Elon Musk’s satellite vision
After being the co-founder of PayPal, visionary US entrepreneur Elon Musk has built a name for himself with a range of pioneering, high-risk ventures. His companies include renewable energy (Solar City), electric Cars (Tesla) and commercial space travel (SpaceX).
Now, according to the Wall Street Journal, Musk could be about to embark on a new venture: Launching the world’s largest fleet of satellites in order to create a worldwide internet service:
Billionaire entrepreneur Elon Musk shook up the automotive and aerospace industries with electric cars and cheap rockets. Now, he is focused on satellites, looking at ways to make smaller, less-expensive models that can deliver Internet access across the globe, according to people familiar with the matter.
In talks with industry executives, Messrs. Musk and Wyler have discussed launching around 700 satellites, each weighing less than 250 pounds, the people said. That is about half the size of the smallest communications satellites now in commercial use. The satellite constellation would be 10 times the size of the largest current fleet, managed by Iridium Communications Inc.
Corporate espionage: How company secrets are stolen from executives travelling abroad
No doubt, you’ve heard the horror tales of laptops with sensitive company secrets going missing during airport security. However, there are other ways foreign intelligence agents steal company secrets from foreign business executives.
This article on Net Security examines a technique known as “Darkhotel espionage”. If you’re planning on travelling abroad for business, this is a risk you really need to be aware of:
Kaspersky Lab researched the Darkhotel espionage campaign, which has lurked in the shadows for at least four years while stealing sensitive data from selected corporate executives traveling abroad.

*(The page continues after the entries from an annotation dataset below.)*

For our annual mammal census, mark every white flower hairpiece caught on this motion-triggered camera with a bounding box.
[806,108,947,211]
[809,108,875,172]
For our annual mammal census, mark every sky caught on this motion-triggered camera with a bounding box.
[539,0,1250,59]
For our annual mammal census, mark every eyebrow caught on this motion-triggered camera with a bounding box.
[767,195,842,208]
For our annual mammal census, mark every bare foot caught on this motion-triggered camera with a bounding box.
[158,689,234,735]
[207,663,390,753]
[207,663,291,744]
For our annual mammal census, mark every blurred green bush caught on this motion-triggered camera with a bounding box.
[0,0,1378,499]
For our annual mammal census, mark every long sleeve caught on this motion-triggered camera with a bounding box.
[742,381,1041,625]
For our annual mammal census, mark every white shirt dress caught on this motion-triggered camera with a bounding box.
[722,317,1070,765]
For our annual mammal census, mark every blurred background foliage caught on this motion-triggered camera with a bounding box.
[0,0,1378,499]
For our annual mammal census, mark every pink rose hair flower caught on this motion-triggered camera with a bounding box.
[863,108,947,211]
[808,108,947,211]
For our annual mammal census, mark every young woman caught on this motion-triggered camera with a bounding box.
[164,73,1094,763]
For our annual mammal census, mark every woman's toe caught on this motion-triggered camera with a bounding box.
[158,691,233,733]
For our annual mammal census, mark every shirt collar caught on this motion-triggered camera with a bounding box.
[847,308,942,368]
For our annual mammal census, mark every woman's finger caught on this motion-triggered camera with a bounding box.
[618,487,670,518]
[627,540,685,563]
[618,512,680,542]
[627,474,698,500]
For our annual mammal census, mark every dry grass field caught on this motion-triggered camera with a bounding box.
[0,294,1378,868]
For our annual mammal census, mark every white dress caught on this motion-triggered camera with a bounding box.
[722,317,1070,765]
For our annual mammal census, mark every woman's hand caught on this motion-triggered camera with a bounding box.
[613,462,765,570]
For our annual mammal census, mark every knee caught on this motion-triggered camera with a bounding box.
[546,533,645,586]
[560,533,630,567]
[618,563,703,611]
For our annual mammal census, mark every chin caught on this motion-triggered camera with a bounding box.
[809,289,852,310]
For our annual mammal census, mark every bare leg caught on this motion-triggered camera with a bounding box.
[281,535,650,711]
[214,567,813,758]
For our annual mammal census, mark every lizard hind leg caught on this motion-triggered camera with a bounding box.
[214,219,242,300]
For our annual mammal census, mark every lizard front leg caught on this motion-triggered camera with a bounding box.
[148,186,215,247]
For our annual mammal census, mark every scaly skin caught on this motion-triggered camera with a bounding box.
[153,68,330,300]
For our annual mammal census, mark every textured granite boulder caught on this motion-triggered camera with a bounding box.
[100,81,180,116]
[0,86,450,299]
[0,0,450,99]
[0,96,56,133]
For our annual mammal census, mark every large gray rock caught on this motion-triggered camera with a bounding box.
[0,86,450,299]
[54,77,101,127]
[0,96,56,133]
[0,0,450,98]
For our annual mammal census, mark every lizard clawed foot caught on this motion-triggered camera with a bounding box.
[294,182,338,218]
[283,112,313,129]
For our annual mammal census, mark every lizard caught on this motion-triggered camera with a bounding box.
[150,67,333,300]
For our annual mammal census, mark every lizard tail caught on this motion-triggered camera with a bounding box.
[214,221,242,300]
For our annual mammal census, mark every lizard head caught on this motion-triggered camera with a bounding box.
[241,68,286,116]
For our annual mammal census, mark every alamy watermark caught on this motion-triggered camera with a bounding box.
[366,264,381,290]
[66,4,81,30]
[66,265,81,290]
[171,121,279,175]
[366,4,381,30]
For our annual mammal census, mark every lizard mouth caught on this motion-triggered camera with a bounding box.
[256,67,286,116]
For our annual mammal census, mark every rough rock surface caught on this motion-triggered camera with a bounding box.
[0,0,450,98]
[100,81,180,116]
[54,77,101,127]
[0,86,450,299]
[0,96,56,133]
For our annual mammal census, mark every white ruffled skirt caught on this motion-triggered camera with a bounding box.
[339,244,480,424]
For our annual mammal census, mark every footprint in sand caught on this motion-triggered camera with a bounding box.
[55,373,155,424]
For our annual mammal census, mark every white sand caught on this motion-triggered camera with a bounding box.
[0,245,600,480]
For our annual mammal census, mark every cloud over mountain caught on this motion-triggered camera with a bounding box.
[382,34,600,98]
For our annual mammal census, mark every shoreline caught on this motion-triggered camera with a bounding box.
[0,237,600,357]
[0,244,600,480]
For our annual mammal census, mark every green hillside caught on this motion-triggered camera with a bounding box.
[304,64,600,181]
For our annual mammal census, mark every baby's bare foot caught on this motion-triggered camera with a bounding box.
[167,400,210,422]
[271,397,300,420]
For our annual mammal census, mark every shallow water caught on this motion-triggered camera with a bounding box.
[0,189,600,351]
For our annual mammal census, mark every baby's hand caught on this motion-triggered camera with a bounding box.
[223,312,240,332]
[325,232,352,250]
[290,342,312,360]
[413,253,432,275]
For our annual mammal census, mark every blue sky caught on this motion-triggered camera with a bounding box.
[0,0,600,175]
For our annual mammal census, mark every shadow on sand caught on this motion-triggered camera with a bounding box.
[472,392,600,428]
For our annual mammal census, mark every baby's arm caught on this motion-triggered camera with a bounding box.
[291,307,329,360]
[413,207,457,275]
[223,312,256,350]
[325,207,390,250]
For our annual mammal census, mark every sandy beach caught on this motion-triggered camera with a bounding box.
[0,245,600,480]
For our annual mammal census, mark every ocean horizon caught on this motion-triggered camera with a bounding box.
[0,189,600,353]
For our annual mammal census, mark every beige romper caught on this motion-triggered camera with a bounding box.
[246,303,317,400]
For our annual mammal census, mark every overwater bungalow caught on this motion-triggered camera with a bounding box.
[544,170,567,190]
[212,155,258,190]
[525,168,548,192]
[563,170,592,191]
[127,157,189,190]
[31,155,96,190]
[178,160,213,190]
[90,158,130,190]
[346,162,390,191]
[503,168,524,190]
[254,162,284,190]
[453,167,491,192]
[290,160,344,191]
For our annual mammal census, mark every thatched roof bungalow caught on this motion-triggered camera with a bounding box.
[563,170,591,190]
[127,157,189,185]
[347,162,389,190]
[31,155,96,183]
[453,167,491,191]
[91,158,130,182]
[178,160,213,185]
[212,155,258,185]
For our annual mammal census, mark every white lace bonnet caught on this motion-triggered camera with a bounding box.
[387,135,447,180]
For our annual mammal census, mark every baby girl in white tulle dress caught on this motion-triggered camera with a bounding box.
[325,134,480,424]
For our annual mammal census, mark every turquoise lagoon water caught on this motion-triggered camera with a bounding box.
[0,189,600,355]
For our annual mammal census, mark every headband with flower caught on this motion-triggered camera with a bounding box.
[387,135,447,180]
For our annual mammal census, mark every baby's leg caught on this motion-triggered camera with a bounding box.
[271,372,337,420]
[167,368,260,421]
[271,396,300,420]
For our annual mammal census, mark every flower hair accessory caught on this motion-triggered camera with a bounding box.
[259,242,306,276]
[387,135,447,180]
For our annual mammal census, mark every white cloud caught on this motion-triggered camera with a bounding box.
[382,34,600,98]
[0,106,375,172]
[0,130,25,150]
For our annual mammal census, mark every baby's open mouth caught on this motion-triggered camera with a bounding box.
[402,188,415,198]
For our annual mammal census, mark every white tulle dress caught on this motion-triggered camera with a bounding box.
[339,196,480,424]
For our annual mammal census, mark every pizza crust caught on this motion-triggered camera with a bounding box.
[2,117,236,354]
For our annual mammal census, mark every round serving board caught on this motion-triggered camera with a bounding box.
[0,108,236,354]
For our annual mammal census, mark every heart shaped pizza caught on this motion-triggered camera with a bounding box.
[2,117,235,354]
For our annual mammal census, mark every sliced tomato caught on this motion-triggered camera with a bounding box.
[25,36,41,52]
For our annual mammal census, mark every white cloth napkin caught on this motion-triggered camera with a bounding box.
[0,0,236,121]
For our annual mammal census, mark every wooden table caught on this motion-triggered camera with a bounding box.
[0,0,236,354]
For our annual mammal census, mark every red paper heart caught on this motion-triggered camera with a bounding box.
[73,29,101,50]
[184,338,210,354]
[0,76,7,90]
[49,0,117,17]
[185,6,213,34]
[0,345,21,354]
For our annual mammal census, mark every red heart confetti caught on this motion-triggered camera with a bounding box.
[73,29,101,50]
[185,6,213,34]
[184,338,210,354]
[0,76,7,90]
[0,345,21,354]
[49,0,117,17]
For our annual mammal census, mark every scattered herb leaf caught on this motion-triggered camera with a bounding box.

Darkhotel hits its targets while they are staying in luxury hotels. The crew never goes after the same target twice; they operate with surgical precision, obtaining all the valuable data they can from the first contact, deleting traces of their work and fading into the background to await the next high profile target.
Does violent media really cause violence?
For literally decades, debate has raged over whether violent content, be it in movies, commercials or video games, leads to increased violence in the community.
Claims of link between interactive and media content to real-life violence has, from time to time, led to calls for tighter media regulations and internet censorship.
In this article in the Journal of Communication, Christopher J. Ferguson examines the connection between violent move or video game content and real-world violence:
This article presents 2 studies of the association of media violence rates with societal violence rates. In the first study, movie violence and homicide rates are examined across the 20th century and into the 21st (1920–2005). Throughout the mid-20th century small-to-moderate correlational relationships can be observed between movie violence and homicide rates in the United States. This trend reversed in the early and latter 20th century, with movie violence rates inversely related to homicide rates. In the second study, videogame violence consumption is examined against youth violence rates in the previous 2 decades. Videogame consumption is associated with a decline in youth violence rates. Results suggest that societal consumption of media violence is not predictive of increased societal violence rates.